C’est un des premiers signes annonçant la puberté. Il n’existe pas de standard car chaque femme est différente. On les trouve sur trois zones du corps : le pubis, les aisselles, les jambes.
La pilosité pubienne est différente d’une femme à l’autre. Elle ne prend véritablement sa forme définitive triangulaire qu’à la fin de la puberté.
Les poils des jambes se développent aussi au moment de la puberté.

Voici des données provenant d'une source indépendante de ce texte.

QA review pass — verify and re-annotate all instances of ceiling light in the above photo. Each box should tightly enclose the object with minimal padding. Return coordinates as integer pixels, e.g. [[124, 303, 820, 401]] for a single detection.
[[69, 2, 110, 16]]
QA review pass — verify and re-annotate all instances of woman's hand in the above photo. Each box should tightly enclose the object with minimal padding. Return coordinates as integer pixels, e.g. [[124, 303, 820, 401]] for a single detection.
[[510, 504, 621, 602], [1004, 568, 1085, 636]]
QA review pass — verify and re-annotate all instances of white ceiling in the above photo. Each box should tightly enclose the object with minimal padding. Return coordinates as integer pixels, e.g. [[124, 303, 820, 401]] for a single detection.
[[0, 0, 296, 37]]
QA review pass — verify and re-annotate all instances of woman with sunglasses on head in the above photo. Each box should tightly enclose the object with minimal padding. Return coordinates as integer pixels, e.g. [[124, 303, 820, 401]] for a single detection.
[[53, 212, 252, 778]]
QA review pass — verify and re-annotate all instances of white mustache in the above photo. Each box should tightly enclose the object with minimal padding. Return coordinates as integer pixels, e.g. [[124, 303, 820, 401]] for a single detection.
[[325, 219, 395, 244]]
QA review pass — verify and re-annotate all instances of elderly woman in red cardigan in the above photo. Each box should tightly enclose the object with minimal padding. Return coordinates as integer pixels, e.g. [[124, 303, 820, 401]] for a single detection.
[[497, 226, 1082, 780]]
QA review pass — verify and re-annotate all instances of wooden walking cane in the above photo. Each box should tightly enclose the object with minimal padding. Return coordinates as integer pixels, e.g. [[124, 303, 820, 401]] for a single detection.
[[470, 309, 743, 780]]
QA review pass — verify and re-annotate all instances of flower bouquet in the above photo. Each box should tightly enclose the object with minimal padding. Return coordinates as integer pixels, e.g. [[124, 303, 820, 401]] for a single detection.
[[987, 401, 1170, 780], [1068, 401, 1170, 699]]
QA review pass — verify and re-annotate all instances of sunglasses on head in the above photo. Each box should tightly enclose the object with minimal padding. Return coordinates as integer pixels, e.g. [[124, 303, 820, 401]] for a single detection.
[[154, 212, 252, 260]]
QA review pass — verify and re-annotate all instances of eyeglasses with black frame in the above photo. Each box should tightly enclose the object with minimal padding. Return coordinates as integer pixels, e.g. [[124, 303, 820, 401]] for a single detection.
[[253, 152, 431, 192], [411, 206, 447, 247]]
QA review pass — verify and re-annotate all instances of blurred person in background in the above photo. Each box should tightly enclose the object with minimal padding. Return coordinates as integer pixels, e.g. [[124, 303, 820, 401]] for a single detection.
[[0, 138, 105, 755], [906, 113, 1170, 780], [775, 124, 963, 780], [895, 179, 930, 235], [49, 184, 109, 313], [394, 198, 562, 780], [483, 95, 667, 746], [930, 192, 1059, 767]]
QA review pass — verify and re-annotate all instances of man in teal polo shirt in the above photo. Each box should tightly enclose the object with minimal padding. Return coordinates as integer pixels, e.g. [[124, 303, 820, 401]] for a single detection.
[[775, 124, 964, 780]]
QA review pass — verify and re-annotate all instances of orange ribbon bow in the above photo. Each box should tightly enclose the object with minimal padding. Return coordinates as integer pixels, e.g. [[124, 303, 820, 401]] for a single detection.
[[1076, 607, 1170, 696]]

Il en va de même pour les poils sous les bras, mais ceux-ci se développent plus tard. Ils peuvent faire l’objet de soins constants en fonction des goûts et des habitudes de chacune. La plupart du temps, on s’épile les jambes, sous les bras et particulièrement en été car c’est plus esthétique, mais certaines préfèrent rester naturelles. Tout est affaire de goût, mais aussi de cultures : en effet, dans certaines sociétés les femmes affichent sans complexe leurs poils sur les jambes alors que dans d’autres les jeunes filles sont initiées à s’épiler, même le pubis, par leurs mères.
Cependant, certaines femmes peuvent rencontrer un problème d’hyperpilosité d’origine hormonale et héréditaire : les poils poussent sur des zones où ils n’apparaissent pas habituellement chez la femme (visage, seins, épaules, ventre...). Il existe des traitements médicaux donnés par le médecin après un bilan endocrinien.